There can be different mechanisms explaining the genetic correlations found. First, they can reflect the influence of genes on different traits (called pleiotropy). Second, they can be because of causal associations between the traits. For example, if strong SOC is causally associated with better self-esteem, it can create a genetic correlation when genetic polymorphisms increasing SOC also explain better mental health. However, the fact that genetic correlations were systematically higher than the trait correlations does not support this explanation. Third, the genetic correlations can indicate the same neurobiological background behind these indicators. We found this explanation most plausible, and it is consistent with the theory that SOC largely captures the same dimension of mental health as other known indicators of mental health [51].

Since the prevalence of internalized mental health disorders is higher in women than in men [52], we stratified all analyses by sex to study whether sex differences may also exist in the associations between SOC and other psychological traits. We found that, except alexithymia, men had better mental health and also higher self-esteem than women. Additionally, SOC was stronger in men than in women, as also found in previous studies [53, 54]. Consistent with previous studies [55], men had higher levels of extraversion and women higher levels of neuroticism, openness and agreeableness. Considering these mean differences, it is interesting that the associations of SOC with mental health, self-esteem and personality traits were very similar in men and women, and we did not find any systematic sex differences in the genetic correlations either. When using PGSs, some sex differences were found, but they were not statistically significant and, therefore, can also be because of sample error. Thus, based on this study, the genetic background of SOC and other psychological traits seems to be broadly similar in men and women.

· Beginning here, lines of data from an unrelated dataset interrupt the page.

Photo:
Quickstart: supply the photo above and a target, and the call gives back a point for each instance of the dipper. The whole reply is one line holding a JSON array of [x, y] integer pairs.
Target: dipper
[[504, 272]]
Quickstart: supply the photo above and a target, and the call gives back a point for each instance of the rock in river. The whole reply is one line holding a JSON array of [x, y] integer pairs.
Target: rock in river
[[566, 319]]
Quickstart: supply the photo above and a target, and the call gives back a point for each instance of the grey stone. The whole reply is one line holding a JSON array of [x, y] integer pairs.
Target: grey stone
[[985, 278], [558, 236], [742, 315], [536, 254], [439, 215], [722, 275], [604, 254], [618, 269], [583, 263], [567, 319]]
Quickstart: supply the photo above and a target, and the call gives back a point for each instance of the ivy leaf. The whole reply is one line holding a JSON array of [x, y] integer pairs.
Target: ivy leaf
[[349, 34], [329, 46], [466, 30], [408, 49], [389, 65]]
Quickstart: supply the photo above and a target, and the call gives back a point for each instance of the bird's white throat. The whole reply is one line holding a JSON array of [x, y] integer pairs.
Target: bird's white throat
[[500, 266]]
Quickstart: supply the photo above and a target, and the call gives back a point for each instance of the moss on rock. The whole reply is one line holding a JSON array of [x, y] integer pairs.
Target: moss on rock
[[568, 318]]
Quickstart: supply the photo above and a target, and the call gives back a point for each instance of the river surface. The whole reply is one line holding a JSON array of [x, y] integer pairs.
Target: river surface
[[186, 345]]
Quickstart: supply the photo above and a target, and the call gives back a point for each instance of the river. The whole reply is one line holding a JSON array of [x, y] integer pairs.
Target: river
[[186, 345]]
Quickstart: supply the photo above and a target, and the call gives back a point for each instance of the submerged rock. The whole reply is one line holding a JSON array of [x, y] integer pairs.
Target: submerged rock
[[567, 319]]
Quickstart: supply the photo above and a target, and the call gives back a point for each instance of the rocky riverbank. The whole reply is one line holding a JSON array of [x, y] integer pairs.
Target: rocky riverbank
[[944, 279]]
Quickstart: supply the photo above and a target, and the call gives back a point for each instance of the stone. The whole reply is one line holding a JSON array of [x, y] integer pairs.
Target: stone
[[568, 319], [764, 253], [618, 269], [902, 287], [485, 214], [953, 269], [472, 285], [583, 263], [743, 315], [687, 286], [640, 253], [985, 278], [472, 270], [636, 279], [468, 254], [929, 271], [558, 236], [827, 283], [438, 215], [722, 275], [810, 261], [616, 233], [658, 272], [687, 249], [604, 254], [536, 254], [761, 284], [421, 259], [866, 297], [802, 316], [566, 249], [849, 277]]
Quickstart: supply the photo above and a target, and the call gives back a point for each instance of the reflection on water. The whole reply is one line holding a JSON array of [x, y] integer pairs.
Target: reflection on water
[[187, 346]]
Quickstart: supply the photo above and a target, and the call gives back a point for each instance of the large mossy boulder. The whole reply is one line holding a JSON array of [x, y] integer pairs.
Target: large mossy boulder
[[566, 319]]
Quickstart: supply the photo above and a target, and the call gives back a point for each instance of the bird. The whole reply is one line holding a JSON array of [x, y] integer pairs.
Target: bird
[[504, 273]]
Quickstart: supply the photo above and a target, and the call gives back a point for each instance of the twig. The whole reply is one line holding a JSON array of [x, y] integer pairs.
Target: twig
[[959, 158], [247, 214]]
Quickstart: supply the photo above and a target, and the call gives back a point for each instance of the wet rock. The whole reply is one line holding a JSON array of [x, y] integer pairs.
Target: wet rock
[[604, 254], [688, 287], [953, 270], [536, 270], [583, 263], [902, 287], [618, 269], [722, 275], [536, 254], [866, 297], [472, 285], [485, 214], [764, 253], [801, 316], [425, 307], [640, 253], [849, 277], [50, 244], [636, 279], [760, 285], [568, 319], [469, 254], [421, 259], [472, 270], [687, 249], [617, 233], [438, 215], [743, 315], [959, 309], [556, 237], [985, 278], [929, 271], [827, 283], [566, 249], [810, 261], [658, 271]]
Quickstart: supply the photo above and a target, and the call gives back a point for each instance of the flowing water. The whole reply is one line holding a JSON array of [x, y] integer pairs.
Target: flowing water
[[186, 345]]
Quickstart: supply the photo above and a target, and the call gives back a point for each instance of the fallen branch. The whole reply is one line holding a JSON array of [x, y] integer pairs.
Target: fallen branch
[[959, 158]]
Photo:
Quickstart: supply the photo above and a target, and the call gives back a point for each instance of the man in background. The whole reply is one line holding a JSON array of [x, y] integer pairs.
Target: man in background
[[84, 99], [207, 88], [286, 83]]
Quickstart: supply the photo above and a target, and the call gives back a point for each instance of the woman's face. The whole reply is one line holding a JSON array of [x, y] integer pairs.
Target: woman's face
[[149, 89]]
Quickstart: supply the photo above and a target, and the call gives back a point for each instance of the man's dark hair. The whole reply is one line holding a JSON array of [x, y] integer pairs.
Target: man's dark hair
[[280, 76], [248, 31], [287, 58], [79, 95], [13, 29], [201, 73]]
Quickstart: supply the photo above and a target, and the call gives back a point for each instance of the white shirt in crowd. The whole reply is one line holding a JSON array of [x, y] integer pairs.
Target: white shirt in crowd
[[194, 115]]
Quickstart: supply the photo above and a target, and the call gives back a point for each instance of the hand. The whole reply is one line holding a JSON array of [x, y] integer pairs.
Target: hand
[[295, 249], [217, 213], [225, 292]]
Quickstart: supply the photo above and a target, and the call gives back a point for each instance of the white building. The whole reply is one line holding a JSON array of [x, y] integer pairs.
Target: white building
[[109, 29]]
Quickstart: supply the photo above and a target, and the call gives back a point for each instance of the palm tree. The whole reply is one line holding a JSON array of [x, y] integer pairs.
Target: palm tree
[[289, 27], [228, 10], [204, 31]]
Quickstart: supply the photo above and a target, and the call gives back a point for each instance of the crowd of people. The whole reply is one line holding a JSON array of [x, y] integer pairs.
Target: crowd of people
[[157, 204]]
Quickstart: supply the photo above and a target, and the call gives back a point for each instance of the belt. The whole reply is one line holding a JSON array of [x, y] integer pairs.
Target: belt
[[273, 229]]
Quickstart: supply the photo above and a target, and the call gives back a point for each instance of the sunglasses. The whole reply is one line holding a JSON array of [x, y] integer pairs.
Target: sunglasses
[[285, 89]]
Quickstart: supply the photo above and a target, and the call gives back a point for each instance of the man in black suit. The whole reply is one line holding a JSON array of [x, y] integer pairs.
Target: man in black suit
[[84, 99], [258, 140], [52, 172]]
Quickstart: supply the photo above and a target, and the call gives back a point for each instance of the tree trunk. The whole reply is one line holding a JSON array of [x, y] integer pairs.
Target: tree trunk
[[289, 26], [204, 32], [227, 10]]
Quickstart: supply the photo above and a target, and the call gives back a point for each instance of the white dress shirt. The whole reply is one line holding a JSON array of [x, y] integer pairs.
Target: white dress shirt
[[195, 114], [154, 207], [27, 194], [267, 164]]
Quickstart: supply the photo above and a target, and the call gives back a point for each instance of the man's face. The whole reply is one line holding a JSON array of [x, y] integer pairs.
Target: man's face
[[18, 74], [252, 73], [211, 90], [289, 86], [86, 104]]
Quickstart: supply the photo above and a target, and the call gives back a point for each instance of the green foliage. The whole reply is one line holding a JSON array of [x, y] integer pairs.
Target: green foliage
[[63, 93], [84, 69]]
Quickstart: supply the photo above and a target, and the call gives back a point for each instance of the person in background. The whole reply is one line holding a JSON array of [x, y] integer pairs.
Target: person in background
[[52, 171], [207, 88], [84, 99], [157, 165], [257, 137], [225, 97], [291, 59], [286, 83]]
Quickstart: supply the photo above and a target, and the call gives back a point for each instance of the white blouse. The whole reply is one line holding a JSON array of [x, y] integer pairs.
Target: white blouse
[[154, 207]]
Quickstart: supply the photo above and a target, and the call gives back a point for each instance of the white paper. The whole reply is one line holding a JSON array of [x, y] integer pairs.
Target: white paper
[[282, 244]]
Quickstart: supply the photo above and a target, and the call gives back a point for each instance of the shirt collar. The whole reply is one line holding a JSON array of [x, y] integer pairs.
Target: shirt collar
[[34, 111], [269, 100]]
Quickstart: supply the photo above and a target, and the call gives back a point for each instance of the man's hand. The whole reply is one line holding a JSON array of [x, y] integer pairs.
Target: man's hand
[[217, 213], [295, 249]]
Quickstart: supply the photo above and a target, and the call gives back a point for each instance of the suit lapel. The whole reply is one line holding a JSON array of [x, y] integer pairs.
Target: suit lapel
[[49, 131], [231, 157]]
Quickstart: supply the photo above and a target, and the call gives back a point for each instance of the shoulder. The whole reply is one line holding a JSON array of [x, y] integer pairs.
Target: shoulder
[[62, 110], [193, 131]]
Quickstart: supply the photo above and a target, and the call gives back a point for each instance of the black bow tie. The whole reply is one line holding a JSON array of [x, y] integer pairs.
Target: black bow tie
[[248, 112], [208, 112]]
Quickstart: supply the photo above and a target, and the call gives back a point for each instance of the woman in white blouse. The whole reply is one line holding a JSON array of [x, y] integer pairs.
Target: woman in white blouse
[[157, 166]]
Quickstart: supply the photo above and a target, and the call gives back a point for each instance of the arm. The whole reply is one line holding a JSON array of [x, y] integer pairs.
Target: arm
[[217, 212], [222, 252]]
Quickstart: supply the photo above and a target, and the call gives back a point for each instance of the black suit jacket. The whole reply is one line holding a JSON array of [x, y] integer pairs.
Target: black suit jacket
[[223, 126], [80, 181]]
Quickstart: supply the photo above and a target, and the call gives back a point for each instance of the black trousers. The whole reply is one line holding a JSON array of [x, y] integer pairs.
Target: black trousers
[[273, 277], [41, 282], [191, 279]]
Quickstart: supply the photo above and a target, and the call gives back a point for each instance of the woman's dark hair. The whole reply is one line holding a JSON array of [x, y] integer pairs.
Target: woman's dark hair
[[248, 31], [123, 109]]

Our study has both strengths and weaknesses. Our main strengths were that we had information on SOC and several mental health, well-being and personality indicators measured with well-validated questionnaires in genetically informative data. We were able to study the common genetic background of SOC, mental health, self-esteem and personality using two different approaches—the classical twin design utilizing information on the similarity of MZ and DZ twins and the molecular genetic design utilizing measured genetic polymorphisms—each making different theoretical assumptions. The robustness of these results provides more convincing evidence on the role of genes behind these associations. A limitation is that we needed to rely on self-reported data, without information on clinically validated psychiatric diseases or ratings of personality factors by others. Thus, a response bias may have strengthened trait correlations, but they are not likely to explain our main results (i.e., the genetic correlations between the traits). Finally, it is clear that our data are underpowered for GWA; thus, these results need to be considered as preliminary, needing replications in other datasets.

In conclusion, we found that SOC shares a substantial proportion of genetic variation with mental health indicators, self-esteem and personality factors. This indicates that the correlations between these traits reflect in part a common neurobiological background rather than the influence of external stressors. Our results may suggest that mental health forms a continuum from mental health disorders of various severity to the positive end of mental health and well-being. Further research is needed to find neurobiological mechanisms behind the whole variation of mental health. Our results also suggest that mental health treatment may benefit a larger share of the population than only those with diagnosed mental health disorders.